To understand what a person’s “utility function” for votes is, we conducted an Amazon Mechanical Turk experiment that asked users how they would perceive receiving a given number of up- and down-votes.
I don't even... Amazon Turk? What are the odds of an experiment like that among one self-selected group to yield any insight on a completely different self-selected group?
Many questions they asked are pretty interesting, though. Not sure how much one can trust their answers.
First, let me point out that the "behavioral changes" that the authors described were investigated over only three posts subsequent to each positive/negative evaluation, so it is unclear whether these effects remain over the long term.

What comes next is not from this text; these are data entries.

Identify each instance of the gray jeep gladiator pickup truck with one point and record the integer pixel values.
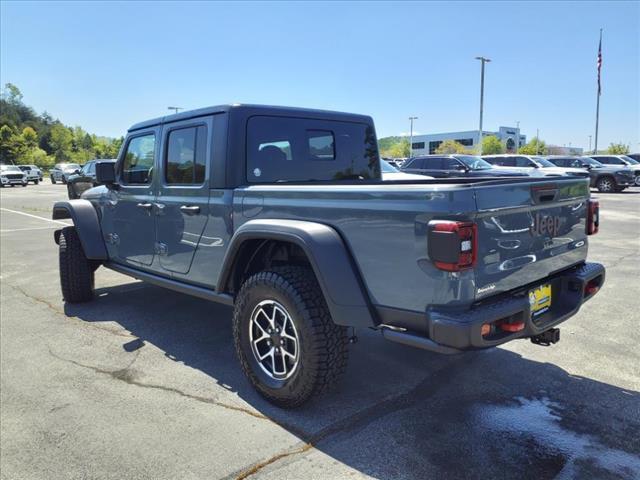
(281, 212)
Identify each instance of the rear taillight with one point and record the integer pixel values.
(593, 217)
(453, 246)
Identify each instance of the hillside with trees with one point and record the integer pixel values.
(27, 137)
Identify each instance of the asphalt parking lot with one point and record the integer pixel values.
(143, 383)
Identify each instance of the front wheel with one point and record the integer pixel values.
(606, 185)
(76, 270)
(288, 346)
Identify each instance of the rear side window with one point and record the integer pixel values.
(295, 149)
(433, 163)
(138, 160)
(185, 157)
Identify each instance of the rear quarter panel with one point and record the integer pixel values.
(383, 226)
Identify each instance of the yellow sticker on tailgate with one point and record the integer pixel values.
(540, 299)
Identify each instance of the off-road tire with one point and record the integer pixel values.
(76, 271)
(606, 184)
(322, 343)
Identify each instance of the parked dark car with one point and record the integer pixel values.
(621, 161)
(606, 178)
(454, 165)
(84, 179)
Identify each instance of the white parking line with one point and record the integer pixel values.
(35, 216)
(26, 229)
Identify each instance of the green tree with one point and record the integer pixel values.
(12, 93)
(8, 151)
(61, 142)
(491, 145)
(30, 138)
(534, 147)
(618, 149)
(451, 146)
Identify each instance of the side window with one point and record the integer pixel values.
(282, 149)
(138, 160)
(321, 144)
(576, 163)
(433, 163)
(449, 163)
(185, 158)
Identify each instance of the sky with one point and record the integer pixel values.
(105, 66)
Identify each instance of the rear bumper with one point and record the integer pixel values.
(452, 331)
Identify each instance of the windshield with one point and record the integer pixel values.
(474, 163)
(591, 161)
(543, 162)
(386, 167)
(629, 160)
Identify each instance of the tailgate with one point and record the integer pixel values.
(528, 230)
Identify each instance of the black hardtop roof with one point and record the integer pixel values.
(253, 110)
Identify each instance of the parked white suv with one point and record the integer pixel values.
(34, 174)
(11, 175)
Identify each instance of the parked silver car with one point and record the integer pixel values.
(62, 171)
(34, 174)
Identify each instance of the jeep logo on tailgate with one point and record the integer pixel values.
(545, 225)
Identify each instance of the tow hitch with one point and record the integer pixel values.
(547, 338)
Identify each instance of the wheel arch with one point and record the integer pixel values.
(323, 249)
(85, 219)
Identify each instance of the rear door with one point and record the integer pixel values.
(183, 195)
(529, 230)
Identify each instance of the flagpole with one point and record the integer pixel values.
(595, 146)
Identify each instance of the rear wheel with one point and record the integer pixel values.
(606, 185)
(288, 346)
(76, 270)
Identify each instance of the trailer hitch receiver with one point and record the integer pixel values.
(547, 338)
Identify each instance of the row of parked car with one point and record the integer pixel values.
(608, 173)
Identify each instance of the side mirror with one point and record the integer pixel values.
(105, 173)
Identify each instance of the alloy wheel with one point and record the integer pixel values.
(274, 340)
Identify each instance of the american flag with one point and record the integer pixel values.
(599, 62)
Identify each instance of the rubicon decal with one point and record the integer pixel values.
(545, 225)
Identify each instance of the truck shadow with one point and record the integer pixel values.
(403, 413)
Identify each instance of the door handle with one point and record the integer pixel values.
(190, 209)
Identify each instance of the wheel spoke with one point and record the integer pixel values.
(270, 352)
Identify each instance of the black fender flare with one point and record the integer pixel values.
(85, 219)
(329, 257)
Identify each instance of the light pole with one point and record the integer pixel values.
(411, 119)
(483, 60)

Second, I find questionable the authors' conclusion that negative evaluations cause the subsequent decline in post quality and increase in post frequency, since they did not control the positive/negative evaluations. They model the positive/negative evaluations as random acts of chance (which is what we want for an RCT) and justify this by reporting that their bigram classifier assigns no difference in quality between the positively- and negatively-evaluated posts (across two posts by a pair of matched subjects). However, I find it likely that their classifier makes sufficiently many misclassifications to call into question their conclusion.
For instance, if bad posts have a tendency to occur in streaks of frequent posts (as is the case in flame wars#Flame_war)), then we can explain their observations without assigning causal potency to negative evaluations: once in a while the classifier will erroneously assign a high quality to a bad post near the start of a flame war, but on average it will correctly assign low qualities to the subsequent three posts by the same poster in the flame war, and thus we see the effects that the authors described (without assigning any causal effect to the negative evaluation given by other users to the post near the start of the flame war). To test this explanation, the authors can ask the Crowdflower workers (p. 4) to label each b_0 (described on p. 5) to check whether their classifier is indeed misclassifying b_0 by assigning it too high a quality.
Since the authors did not conduct an RCT, we can come up with many alternative explanations, and I find them plausible. (Is it feasible to conduct an RCT on a site featuring upvotes and downvotes? Yes, it's been done before.)
Despite my criticisms, I think the paper is not bad. I just don't think the authors' methods provide sufficient evidence to warrant their seemingly strong confidence in their conclusions.
Second, I find questionable the authors' conclusion that negative evaluations cause the subsequent decline in post quality and increase in post frequency, since they did not control the positive/negative evaluations. They model the positive/negative evaluations as random acts of chance
If a community really votes as random acts of chance, that explains that the voting doesn't lead to good behavior ;)
I suspect in most communities votes are a measure of attention and this makes even downvotes rewarding. Downvotes are easier to get which could explain the disparity in the amount of contributions. This doesn't apply to LW due to the comment hiding system, I think.
Yes. Clearly bad karma in itself is not enough for trolls and others who frequently get downvoted - there need to be some more tangible effects like comment hiding. This should have been discussed by the authors but I can't see that they did that (only skim-read the paper, though).
This interesting sentence from the abstract confirms what you say about downvotes being rewarding:
Interestingly, the authors that receive no feedback are most likely to leave a community.
Hence negative feeback is better than being ignored.
I'm torn. There are definitely differences between the way Less Wrong operates and the situation the article describes, but that's always going to be the case. It would be nice to see more studies, of course, examining how the details of the system matter, but no such seem to be available. Absent that it kind of seems like special pleading to say "we do things slightly differently, so obviously it won't apply to us." On the other hand, only one study is rather weak evidence, and the differences do exist, even if we don't have any actual evidence that they matter. I really don't know if it makes sense to consider changing our system in light of this.
People might take Eliezer's proclaimed rationalism more seriously if he had even a rudimentary understanding of statistics and probability. And was actually a good writer.
This article discusses how upvotes and downvotes influence the quality of posts on online communities. The article claims that downvotes lead to more posts of lower quality from the downvoted commenter.
From the abstract:
Social media systems rely on user feedback and rating mechanisms for personalization, ranking, and content filtering. [...] This paper investigates how ratings on a piece of content affect its author’s future behavior. [...] [W]e find that negative feedback leads to significant behavioral changes that are detrimental to the community. Not only do authors of negatively-evaluated content contribute more, but also their future posts are of lower quality, and are perceived by the community as such. In contrast, positive feedback does not carry similar effects, and neither encourages rewarded authors to write more, nor improves the quality of their posts.
The authors of the article are Justin Cheng, Cristian Danescu-Niculescu-Mizil, and Jure Leskovec.
Edited to add: NancyLebovitz already posted about this study in the Open Thread from September 8-14, 2014.